Hey Lelia, I've sent you an email but I am checking back here as I think I'm "addicted to Lelia"! In all seriousness though, you inspire me and I agree with 'hisprincess' above in that your post did not have one single hint of "woe is me" to it. God plants these challenges in our lives to strengthen our resolve, develop our character and to bring us closer to Him. He loves us so much and it's evident in how He looks after us and never lets us deal with more than He knows we can handle. You ARE an inspiration, as are all the other ladies who I follow here in our precious online community. Keep smiling lovely lady and be good to yourself! Love ya, Paula :-)

Scrapper Mom said...

Hi. Thank you so much for stopping by my blog and commenting.

I have never been "That" direction before, so I had to ask, but we are headed to Gordon, NE. Our preacher's wife said we will be going through Lincoln but it is about 8 hours from our destination. The reservation we are headed to is Pine Ridge just inside South Dakota.

Anonymous said...

Hey Lelia,

I am so sorry to hear that "life" is sending you some arrows again. But I feel as if you just had a christian pep rally!! I love it!! YOU encouraged me today.

GOD IS BIGGER THAN ALL OF OUR "ISSUES" AND HE LOVES THOSE WHO LOVE HIM WITH HIS EVERLASTING LOVE!

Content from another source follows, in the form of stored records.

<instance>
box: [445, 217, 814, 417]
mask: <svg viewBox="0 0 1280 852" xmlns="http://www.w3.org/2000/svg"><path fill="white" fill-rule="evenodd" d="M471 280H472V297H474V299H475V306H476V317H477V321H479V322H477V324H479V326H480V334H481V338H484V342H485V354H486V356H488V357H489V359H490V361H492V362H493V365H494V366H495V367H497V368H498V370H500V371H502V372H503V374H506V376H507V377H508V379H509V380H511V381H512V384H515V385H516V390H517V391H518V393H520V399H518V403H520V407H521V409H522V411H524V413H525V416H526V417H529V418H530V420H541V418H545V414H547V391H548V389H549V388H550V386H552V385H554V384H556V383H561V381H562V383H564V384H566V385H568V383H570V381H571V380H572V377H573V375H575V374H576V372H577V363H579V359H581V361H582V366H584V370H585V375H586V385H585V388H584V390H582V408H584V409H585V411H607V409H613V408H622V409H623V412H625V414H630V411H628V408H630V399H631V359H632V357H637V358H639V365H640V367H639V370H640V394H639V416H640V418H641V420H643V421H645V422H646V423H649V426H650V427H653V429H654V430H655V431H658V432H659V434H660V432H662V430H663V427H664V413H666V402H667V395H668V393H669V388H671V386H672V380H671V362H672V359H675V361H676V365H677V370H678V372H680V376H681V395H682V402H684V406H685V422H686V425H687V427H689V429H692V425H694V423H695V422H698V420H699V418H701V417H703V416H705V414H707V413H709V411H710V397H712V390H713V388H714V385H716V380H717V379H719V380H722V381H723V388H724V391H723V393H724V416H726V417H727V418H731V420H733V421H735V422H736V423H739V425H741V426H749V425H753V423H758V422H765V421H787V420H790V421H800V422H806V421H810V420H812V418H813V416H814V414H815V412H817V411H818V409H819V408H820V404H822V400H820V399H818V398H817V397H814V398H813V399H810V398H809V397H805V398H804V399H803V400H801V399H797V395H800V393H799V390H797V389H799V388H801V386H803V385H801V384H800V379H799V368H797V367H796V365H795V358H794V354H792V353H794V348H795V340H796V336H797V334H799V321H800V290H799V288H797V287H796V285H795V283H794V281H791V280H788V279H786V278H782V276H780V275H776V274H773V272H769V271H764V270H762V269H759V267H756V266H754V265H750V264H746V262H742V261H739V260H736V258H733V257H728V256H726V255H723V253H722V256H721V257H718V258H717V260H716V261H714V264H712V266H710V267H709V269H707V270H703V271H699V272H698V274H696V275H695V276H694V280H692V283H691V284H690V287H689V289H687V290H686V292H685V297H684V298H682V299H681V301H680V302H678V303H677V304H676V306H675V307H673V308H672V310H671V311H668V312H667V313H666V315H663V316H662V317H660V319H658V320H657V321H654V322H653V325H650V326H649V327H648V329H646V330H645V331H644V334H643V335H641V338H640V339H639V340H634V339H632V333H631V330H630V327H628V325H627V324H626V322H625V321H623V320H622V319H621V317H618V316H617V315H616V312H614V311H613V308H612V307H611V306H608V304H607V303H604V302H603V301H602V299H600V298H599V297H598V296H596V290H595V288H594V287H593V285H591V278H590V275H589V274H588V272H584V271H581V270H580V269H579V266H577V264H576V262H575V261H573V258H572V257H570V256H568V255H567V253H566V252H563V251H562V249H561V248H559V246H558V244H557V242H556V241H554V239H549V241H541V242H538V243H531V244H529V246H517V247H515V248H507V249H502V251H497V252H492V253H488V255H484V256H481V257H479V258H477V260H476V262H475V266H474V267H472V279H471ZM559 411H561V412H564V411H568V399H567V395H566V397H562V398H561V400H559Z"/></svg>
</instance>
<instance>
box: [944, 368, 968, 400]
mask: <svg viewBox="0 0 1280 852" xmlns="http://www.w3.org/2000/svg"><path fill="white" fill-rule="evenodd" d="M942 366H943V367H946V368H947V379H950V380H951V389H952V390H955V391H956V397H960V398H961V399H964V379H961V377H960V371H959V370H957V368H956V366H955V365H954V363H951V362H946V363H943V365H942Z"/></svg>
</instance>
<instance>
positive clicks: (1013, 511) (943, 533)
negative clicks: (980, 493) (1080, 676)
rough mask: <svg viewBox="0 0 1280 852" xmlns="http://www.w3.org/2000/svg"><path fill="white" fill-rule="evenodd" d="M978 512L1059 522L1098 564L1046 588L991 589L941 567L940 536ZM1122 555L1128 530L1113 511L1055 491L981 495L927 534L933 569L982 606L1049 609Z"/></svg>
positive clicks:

Hang in there my friend and thanks for visiting my blog. I got my "behind those eyes" book in the mail just the other day--can't wait!!

Blessings today to you and your family!
Kim

Kelley said...

Hey Friend,
I am sooo sorry about all that is happening right now. I am praying for you and your family. If it wasn't so serious I could get a real laugh out of the fact you said your husband has some "screws loose". Please keep your eyes looking up, God is going to use all of this pain and fear for HIS glory!! I love you friend and I hope we can talk very soon....

LOVE and Prayers,
KELLEY

Kimberly said...

I am sorry I don't make it by more often! I will certainly be praying for you, for Gene, for your grandparents, for your mom.

I am so glad you know where your hope comes from!